Personal information
- Full name: Pavlo Volodymyrovych Rybkovskyi
- Date of birth: 12 July 1989 (age 35)
- Place of birth: Lutsk, Ukrainian SSR
- Height: 1.86 m (6 ft 1 in)
- Position(s): Defender

Team information
- Current team: FC Sumy
- Number: 22

Youth career
- 2001–2004: FC Volyn Lutsk
- 2004: FC Dynamo Kyiv
- 2004–2005: FC Volyn Lutsk

Senior career*
- Years: Team / Apps / (Gls)
- 2005–2008: FC Volyn Lutsk / 62 / (2)
- 2009: FC Zakarpattia Uzhhorod / 4 / (1)
- 2009: FC Spartak Molodizhne / 1 / (0)
- 2010–2013: FC Arsenal Bila Tserkva / 91 / (8)
- 2013: FC Sumy / 10 / (1)
- 2013: FC Bukovyna Chernivtsi / 17 / (1)
- 2014–: FC Sumy / 0 / (0)

International career^{‡}
- 2004–2005: Ukraine-16 / 18 / (3)
- 2005–2006: Ukraine-17 / 13 / (0)
- 2006–2007: Ukraine-18 / 6 / (0)

= Pavlo Rybkovskyi =

Ukrainian footballer

Pavlo Rybkovskyi (Павло Володимирович Рибковський, born 12 July 1989 in the Ukrainian SSR of the Soviet Union) is a Ukrainian football defender who plays for FC Sumy in the Ukrainian First League.

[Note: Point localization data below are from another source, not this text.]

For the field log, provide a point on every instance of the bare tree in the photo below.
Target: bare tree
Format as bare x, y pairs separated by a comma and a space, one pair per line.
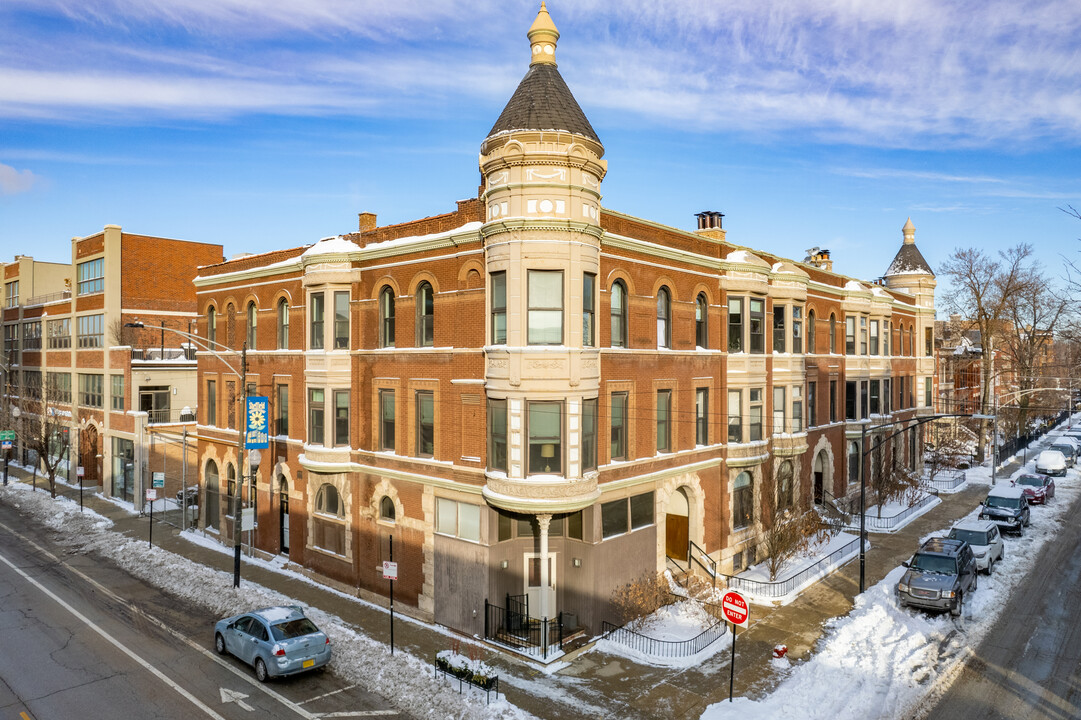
787, 527
983, 290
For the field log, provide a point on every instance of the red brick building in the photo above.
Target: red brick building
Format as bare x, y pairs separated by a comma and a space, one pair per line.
536, 396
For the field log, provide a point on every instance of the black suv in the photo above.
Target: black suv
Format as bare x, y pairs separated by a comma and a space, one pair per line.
938, 575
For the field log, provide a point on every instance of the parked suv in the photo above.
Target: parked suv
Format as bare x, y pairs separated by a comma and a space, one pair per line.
1008, 507
941, 573
985, 540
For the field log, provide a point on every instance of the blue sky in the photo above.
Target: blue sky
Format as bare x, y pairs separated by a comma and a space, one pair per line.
263, 123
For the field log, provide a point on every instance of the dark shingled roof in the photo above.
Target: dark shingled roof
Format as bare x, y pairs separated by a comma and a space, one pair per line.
909, 260
543, 102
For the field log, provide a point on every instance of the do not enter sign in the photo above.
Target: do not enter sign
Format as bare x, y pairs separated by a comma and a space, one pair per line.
734, 607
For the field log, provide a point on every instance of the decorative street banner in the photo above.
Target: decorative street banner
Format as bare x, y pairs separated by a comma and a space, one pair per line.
257, 434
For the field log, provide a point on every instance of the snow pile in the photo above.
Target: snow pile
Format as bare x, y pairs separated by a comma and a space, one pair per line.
401, 678
890, 660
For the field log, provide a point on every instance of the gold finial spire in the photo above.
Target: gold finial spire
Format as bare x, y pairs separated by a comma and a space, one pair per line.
909, 231
543, 36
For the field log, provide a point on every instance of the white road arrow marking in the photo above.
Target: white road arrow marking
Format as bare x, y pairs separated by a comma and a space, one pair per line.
234, 696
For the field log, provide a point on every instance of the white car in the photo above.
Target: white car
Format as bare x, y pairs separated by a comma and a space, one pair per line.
1051, 462
985, 538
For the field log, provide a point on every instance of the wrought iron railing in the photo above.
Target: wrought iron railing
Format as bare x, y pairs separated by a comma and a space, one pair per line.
526, 635
771, 589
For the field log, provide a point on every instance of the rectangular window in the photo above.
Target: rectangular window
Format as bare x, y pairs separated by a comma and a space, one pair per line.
31, 335
702, 416
90, 277
387, 421
664, 421
778, 328
342, 417
545, 427
498, 308
589, 435
545, 322
832, 401
497, 434
588, 311
316, 315
341, 320
281, 410
797, 329
618, 426
317, 416
59, 385
735, 324
735, 416
425, 424
59, 333
117, 392
457, 519
90, 330
755, 414
212, 403
778, 410
757, 325
91, 390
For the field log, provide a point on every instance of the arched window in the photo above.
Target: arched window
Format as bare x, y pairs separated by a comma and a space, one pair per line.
618, 315
282, 323
743, 501
211, 504
664, 312
701, 337
387, 509
386, 317
328, 523
785, 490
251, 325
212, 325
425, 316
853, 462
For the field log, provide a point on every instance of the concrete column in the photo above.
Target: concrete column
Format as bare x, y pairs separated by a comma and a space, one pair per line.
544, 521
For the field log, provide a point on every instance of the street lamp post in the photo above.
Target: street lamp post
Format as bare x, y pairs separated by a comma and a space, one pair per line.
242, 377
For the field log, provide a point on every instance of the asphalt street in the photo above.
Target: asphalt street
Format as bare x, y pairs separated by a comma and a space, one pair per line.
82, 639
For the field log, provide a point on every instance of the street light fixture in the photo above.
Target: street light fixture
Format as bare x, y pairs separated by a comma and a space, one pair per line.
204, 344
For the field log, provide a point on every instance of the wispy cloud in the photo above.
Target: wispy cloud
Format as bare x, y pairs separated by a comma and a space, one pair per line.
13, 182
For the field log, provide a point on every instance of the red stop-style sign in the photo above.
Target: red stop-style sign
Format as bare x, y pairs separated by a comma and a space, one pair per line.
734, 607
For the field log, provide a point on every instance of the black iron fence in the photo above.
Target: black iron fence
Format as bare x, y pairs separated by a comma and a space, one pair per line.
514, 627
773, 589
655, 648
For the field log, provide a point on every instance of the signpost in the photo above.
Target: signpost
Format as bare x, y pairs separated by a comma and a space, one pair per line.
735, 610
390, 573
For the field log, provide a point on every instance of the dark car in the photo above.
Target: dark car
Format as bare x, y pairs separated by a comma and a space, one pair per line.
276, 641
1008, 507
941, 573
1038, 489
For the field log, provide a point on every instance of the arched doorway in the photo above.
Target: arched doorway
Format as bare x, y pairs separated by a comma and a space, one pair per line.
678, 525
283, 514
819, 476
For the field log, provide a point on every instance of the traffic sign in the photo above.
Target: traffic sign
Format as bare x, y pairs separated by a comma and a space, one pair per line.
734, 607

Rybkovskyi began his playing career with FC Volyn Lutsk's youth team. Than he spent some years in other teams, but played only in the Ukrainian First League.

== International career ==
He played some matches for Ukraine national youth football teams of different ages.